If you want to get out of the disconnection dance, blame and withdrawal are two behaviours that won’t allow this to happen. Even though both of these coping strategies are somewhat effective in giving space and being self-protective, they both lead to distancing and can trigger the other partner making the cycle worse. Moving away from each other is not the solution. Being more exposed, vulnerable and open (ie taking risks) leads to connection.
What is difficult for partners in relationship is taking risks, being open and more vulnerable. Blaming and withdrawing are easier and self-protecting. We learned these in our early days in childhood. Most of us learned these behaviours as they served us on some level. To be invisible could avoid punishment or to blame, (ie point the fault towards a sibling) also avoided punishment or pain. Wired in to avoid pain, these strategies can have a more adverse effect in relationships. When using these avoidance patterns they don’t allow you to take responsibility for your feelings nor do they invite you to reach for your partner for closeness or connection.

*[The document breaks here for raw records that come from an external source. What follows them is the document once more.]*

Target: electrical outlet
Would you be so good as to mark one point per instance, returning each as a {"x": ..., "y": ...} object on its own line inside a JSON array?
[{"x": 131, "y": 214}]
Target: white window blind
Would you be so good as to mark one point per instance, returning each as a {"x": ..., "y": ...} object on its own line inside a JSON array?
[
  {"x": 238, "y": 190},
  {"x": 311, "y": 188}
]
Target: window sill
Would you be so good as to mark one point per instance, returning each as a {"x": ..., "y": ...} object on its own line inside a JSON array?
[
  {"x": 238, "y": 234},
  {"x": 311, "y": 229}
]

To avoid pain, evolution has also wired in another reason to not risk reaching for another when there is “risk of rejection”. What if we did reach for our partner, risk and be open and vulnerable and we are rejected or abandoned. These underlying fears are the crucibles to keep the blaming and withdrawal behaviours alive in our primary and most intimate relationships. To risk and to be rejected is synonymous to “death”. Brain scans show us that rejection is registered and experienced in the brain as if we were physically hit by a 2’x4’. The pain registers the same.
Turning away or not being there for someone when they most need the comfort and closeness is also painful. For example, a woman discovers she is having a miscarriage and her partner doesn’t know what to do when he sees the blood. He freaks out when she calls him. Instead of going towards her, he leaves to calm his nerves and goes into task mode, ie calls the hospital and taxi. In her most vulnerable moment, he moves away from her, and she feels rejected. What happens next is: she makes a decision, “I will never allow myself to need you that much again” and she shuts down from her partner, pulling in to never risk exposing herself. For years this goes on. She is no longer vulnerable or open to her partner.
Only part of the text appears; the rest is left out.